Non furono neppure la mobilitazione prevedibile delle organizzazioni contro la pena capitale, poi l’interessamento di Papa Wojtyla, attraverso un sacerdote italiano di Campobasso, don Vito Bracone, che scrisse al governatore dell’Indiana a smuovere e commuovere. In molte altre occasioni, come nella vicenda di Joe O’Donnel in Virginia, il Vaticano sarebbe intervenuto senza successo per chiedere clemenza.
Contribuì molto anche il comportamento di Paula in carcere.
Ieri, quando è uscita dalla prigione di Rockville, in Indiana, la sua scheda personale aveva annotato 23 violazioni minori dei regolamenti in un quarto di secolo dietro le sbarre. Sono molti i casi di criminali violenti, di serial killer, di detenuti in attesa del boia che scoprono vocazioni religiose, che si trasformano in consiglieri e guide spirituali per i più giovani, senza convincere giudici e governatori a commutare la pena. Paula Cooper non aveva neppure mai chiesto nulla, dopo la confessione, che non ritrattò mai, e la condanna. «Il carcere serve a riabilitare soltanto coloro che si vogliono riabilitare » disse in un’intervista alla network CBS.
I nipoti della insegnante coi capelli turchini l’avevano pubblicamente perdonata.
Fu la Corte Suprema dell’Indiana a smuovere il macigno della legge. Per l’intervento di Amnesty International, che aveva portato il caso di Paula davanti a quella magistratura, mentre volavano le due milioni di firme di cittadini italiani raccolte da don Bracone, la Corte sentenziò nel 1989 che Paula Cooper non poteva essere messa a morte e la sua condanna doveva essere tramutata in 60 anni di carcere.
Sarebbero trascorsi altri sedici anni, fino al 2005, per arrivare a una sentenza della Corte Suprema degli Stati Uniti, dunque valida per tutti gli Stati, che vieta l’esecuzione di chi abbia commesso il reato prima della maggiore età, i 18anni.

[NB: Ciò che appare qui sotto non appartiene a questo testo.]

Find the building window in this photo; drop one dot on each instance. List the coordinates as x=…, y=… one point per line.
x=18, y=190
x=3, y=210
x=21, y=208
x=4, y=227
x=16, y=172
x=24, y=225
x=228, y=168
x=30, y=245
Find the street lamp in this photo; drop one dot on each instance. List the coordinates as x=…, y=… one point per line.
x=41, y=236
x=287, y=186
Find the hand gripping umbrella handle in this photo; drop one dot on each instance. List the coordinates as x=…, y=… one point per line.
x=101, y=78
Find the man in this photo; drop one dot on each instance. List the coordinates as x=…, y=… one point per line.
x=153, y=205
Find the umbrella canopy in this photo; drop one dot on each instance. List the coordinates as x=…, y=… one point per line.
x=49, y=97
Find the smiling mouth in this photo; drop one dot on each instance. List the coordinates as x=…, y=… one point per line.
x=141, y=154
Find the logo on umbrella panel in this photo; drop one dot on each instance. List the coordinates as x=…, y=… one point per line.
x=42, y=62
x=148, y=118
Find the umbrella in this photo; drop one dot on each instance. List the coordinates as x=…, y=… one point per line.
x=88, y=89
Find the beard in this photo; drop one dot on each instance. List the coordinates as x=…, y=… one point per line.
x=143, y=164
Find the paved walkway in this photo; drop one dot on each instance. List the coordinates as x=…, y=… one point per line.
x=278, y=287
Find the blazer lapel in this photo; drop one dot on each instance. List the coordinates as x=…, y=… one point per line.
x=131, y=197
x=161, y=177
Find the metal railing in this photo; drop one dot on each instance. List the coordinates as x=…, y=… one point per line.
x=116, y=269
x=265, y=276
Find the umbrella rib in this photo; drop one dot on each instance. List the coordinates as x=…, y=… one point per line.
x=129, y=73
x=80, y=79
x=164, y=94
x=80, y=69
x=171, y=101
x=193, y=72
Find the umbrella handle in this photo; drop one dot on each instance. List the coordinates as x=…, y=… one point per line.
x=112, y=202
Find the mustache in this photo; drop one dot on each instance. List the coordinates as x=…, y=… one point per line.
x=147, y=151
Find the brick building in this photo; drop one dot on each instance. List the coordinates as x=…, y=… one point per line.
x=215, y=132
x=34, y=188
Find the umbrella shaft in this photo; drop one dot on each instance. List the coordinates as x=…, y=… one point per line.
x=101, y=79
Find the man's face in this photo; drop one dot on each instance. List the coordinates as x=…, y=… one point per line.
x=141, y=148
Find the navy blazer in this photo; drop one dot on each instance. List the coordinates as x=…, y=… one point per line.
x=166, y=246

E’ uscita per buona condotta, con i 75 dollari d’ordinanza previsti dalla legge e abiti regalati di seconda mano, perchè quelli che indossava a 16 anni non vestono più una donna di 43. Paula si è laureata studiando in carcere, con un titolo quadriennale in discipline umanistiche e una sotto-specializzazione in psicologia. Una foto la mostra raggiante, con la toga nera sulle spalle e il tocco in testa mentre riceve la laurea. Gliela porge, mentre le stringe la mano nella cerimonia, la preside della facoltà di studi umanistici, un’anziana insegnante molto più piccola di lei, con i capelli lievemente azzurri e con le spalle graciline sotto la toga. Forse le vecchie insegnanti sono come i vecchi soldati. Non muoiono davvero mai, fino a quando ci saranno studenti e scolari.